Riscopriamo così la teoria marxiana sul lavoro: la realtà materiale, il contatto con la terra, il sogno di una liberazione attraverso il lavoro, ma anche lo sfruttamento schiavistico, l’alienazione, la modernizzazione. Il coro dei dannati è reciso dall’avvento di infernali mietitrici che sembrano aver vita propria, efficace concretizzazione del sogno capitalistico di completa automazione. Espropriati della terra, sfrattati dalle loro case, questi anonimi diseredati senza documenti né diritti ritrovano la loro connessione spirituale solo nella piantagione, dove infine avrà luogo il divino concepimento.

Nel grembo di Makenya non cresce un salvatore, ma un nuovo immaginario. Costretta per sopravvivere a passare da romantici baci a lume di candela alla vendita di zucchero filato alle giostre, la sua presa di coscienza della violenza del lavoro è parallela a quella dello spettatore messo di fronte per la prima volta ai duraturi tormenti di un intero popolo.

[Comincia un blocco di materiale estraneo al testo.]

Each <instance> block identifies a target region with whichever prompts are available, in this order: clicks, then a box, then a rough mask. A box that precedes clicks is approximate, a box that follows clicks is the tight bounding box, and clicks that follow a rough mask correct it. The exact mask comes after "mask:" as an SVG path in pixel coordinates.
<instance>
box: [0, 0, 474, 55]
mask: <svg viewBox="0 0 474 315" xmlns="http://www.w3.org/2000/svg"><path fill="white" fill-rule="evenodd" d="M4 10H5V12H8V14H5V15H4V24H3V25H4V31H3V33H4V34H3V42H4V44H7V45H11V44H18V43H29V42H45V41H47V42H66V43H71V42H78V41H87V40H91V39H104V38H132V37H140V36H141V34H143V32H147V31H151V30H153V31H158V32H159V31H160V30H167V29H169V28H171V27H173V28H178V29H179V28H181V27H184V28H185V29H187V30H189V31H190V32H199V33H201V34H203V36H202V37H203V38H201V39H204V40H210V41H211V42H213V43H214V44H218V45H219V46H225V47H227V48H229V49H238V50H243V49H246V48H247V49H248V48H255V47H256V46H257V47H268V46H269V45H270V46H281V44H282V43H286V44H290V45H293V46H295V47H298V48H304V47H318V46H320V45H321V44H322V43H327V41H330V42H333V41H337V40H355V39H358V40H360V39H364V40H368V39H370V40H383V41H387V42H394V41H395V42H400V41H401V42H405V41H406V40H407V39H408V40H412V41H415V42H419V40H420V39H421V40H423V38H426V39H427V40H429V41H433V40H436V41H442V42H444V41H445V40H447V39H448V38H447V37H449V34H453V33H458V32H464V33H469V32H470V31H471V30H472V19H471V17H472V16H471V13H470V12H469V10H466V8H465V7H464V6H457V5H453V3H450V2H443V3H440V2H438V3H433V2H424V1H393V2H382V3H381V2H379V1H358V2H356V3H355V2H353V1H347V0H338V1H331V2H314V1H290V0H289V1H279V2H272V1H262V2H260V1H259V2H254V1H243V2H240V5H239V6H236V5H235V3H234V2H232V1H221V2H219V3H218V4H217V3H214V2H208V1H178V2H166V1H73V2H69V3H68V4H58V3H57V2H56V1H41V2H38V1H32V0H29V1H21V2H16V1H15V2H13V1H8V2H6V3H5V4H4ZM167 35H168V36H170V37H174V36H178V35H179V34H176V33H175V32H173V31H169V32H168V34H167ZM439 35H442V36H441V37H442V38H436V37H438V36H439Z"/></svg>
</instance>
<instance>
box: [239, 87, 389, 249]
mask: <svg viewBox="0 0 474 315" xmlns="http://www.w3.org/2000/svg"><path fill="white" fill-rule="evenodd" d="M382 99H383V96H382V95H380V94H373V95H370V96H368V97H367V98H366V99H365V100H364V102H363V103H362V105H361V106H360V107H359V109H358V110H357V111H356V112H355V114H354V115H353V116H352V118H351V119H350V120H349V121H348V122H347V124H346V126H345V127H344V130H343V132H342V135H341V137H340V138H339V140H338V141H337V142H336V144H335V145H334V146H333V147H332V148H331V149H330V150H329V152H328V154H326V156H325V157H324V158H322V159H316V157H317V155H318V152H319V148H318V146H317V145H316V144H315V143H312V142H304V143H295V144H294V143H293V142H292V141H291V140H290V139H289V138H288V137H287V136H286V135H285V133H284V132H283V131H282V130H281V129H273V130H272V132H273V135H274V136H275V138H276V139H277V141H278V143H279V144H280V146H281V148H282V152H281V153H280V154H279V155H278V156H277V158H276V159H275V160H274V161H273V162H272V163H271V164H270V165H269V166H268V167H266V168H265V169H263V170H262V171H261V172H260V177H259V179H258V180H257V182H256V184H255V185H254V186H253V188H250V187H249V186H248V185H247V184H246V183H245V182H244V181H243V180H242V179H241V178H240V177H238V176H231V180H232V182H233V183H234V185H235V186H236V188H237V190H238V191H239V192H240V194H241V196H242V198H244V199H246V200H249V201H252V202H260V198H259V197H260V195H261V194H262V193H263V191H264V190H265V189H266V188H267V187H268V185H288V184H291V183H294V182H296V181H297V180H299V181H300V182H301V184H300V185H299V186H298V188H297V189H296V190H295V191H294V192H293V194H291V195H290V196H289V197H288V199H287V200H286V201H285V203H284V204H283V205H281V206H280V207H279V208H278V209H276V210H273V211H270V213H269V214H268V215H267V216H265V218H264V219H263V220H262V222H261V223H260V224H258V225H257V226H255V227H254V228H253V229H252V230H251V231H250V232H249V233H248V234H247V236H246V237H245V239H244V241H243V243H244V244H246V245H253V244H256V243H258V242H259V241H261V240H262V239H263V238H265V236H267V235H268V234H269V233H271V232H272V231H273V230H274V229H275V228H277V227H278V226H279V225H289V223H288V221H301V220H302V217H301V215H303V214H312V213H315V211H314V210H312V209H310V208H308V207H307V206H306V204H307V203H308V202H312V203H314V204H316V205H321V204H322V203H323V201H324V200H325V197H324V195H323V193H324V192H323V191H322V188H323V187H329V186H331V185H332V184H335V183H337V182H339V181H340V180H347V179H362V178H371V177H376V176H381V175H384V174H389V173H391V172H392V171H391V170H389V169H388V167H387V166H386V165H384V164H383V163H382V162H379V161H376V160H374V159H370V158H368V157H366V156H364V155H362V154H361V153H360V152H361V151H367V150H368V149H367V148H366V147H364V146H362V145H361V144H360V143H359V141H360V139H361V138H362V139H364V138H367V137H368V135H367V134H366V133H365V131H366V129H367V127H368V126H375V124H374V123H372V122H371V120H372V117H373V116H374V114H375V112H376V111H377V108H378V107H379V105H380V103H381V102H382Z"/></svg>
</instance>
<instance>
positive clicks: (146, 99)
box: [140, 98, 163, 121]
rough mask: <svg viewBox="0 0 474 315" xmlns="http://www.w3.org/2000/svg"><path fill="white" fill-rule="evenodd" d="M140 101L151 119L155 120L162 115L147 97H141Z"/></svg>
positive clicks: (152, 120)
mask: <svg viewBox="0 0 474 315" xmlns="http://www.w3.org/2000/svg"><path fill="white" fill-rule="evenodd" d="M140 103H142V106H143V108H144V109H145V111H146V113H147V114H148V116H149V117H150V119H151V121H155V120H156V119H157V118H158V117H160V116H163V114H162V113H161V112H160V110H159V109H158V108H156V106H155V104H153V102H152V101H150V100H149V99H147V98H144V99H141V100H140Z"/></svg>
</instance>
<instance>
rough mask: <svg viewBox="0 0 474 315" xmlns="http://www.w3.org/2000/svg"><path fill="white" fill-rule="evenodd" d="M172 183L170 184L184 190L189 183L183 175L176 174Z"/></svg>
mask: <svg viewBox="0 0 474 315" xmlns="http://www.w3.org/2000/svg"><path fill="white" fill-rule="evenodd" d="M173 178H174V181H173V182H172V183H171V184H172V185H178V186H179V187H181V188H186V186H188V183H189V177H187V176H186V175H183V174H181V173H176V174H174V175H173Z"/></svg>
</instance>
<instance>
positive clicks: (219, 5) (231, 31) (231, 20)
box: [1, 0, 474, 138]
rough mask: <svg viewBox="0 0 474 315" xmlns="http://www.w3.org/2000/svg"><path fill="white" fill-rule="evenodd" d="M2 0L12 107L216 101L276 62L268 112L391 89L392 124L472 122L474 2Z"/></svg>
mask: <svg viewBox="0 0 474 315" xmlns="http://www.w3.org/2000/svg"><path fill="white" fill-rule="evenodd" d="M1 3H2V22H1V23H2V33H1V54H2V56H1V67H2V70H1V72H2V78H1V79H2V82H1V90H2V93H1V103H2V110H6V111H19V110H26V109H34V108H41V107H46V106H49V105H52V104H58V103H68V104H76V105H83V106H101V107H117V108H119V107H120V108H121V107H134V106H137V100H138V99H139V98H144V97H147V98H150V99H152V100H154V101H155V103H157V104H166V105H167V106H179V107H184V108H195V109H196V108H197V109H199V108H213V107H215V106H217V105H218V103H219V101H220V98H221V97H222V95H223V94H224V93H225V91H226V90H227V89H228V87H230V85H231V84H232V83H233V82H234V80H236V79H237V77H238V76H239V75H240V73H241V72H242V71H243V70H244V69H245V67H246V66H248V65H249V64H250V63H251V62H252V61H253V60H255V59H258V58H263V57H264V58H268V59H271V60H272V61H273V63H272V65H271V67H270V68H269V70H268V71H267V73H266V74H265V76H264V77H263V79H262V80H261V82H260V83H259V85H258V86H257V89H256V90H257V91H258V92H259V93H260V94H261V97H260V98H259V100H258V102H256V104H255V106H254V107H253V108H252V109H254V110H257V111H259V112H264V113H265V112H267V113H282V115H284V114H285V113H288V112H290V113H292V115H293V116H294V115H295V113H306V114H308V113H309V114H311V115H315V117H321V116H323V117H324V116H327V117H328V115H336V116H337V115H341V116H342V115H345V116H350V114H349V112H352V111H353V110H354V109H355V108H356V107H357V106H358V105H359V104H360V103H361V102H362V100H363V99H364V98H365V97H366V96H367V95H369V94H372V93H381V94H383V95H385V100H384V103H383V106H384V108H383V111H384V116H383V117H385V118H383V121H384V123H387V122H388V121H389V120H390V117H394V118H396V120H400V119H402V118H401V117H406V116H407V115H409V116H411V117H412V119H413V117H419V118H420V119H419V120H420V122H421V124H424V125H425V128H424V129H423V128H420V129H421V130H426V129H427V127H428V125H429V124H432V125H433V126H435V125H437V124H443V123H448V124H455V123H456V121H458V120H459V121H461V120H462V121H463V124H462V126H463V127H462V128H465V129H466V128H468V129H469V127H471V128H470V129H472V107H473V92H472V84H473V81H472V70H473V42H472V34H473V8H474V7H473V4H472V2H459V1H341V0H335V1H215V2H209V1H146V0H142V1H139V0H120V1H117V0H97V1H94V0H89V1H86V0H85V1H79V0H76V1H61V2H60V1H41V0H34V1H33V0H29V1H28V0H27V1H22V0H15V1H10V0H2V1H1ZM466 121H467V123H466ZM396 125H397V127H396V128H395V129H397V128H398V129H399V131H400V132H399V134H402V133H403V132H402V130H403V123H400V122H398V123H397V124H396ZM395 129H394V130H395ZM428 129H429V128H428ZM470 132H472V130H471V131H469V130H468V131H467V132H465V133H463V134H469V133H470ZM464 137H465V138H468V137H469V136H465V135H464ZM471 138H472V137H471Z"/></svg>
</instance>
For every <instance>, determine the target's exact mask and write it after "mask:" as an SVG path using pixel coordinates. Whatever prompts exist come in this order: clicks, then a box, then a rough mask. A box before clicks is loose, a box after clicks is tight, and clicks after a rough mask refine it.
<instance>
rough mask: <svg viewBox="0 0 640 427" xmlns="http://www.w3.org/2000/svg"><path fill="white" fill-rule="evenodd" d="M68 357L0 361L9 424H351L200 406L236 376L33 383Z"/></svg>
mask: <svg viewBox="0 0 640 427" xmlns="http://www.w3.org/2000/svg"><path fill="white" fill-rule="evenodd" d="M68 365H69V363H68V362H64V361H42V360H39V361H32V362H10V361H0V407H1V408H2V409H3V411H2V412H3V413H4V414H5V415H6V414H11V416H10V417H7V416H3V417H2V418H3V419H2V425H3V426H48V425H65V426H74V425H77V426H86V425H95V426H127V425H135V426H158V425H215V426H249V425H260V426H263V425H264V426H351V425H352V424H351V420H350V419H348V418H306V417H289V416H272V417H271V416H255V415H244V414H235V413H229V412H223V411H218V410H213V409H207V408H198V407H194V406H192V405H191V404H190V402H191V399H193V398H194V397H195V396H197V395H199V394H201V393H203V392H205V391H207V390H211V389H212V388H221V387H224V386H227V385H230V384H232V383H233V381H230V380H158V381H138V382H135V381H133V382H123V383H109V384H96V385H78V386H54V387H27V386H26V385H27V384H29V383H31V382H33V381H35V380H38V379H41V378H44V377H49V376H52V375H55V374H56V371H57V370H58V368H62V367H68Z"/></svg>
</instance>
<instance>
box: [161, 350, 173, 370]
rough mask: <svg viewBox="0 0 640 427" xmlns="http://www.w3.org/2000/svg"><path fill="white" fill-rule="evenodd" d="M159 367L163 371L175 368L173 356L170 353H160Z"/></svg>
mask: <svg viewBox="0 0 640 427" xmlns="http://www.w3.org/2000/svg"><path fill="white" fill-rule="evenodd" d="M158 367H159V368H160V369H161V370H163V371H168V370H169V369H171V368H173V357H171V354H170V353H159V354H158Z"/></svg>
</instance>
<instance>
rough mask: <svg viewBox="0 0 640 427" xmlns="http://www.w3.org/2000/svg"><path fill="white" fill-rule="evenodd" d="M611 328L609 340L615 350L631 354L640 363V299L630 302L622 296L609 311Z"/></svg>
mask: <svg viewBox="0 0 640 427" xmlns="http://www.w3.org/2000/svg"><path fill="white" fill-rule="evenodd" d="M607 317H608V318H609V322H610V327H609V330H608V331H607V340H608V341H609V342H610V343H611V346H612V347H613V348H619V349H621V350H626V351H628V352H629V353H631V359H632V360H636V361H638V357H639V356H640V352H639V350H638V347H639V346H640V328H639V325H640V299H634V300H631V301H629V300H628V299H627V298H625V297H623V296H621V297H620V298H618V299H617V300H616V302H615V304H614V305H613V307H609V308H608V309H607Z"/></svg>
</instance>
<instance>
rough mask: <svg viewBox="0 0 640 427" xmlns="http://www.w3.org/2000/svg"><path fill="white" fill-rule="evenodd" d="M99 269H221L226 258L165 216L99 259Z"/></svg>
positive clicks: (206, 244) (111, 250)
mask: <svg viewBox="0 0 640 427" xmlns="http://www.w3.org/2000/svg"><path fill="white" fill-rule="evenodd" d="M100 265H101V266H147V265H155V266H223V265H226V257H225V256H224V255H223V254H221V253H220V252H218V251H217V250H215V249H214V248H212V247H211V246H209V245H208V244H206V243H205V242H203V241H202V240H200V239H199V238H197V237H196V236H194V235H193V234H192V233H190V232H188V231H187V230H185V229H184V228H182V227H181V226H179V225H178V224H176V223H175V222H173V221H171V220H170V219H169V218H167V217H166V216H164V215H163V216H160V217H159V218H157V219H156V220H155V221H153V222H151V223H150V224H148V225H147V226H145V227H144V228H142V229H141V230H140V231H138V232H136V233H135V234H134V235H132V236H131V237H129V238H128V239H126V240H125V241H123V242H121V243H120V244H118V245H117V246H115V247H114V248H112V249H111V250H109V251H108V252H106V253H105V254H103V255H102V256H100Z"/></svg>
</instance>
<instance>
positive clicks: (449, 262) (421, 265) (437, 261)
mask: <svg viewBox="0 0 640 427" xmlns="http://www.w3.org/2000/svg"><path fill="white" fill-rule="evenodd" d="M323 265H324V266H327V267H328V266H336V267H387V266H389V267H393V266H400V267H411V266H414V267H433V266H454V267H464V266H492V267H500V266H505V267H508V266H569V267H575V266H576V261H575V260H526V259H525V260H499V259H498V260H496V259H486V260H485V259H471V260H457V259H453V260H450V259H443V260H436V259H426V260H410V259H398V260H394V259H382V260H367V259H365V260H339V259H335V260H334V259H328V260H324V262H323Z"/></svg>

Piombata tra la terra lavica in un incubo rosselliniano, Makenya sembra ritrovare sé stessa in Ingrid Bergman, in una tradizione di Madonne gettate nell’inferno del mondo.

Molto più benevola di Rossellini, Gómez Terrero guida la sua vergine in direzione del simbolo: la statuetta di Santa Marta avvolta da un serpente. Questo serpente emerge dai campi, scrutando in profondità l’anima di Makenya con occhi d’infrarosso. L’eroticità dei corpi danzanti si proietta nella cura materna per i simboli aprendo il varco al culto di una nuova visione: una visione serpentina che, mutando continuamente pelle, abbraccia i corpi in un fervido intreccio di eros, spirito e materia, che risponde al richiamo del misterico per partorire un nuovo cinema, un terzo cinema.


Sugar Island – Regia e sceneggiatura: Johanné Gómez Terrero; fotografia: Alván Prado; montaggio: Raúl Barreras; musica: Jonay Armas, Gagá de la 30; suono: Homer Mora; scenografia: Oliver Rivas; costumi: Palma Ruiz; interpreti: Yelidá Díaz, Ruth Emeterio, Juan María Almonte, Génesis Piñeyro, Diógenes Medina; produzione: Fernando Santos Díaz per Guasábara Cine in co-produzione con David Baute per Tinglado Film; origine: Repubblica Domenicana/Spagna, 2024; durata: 91 minuti.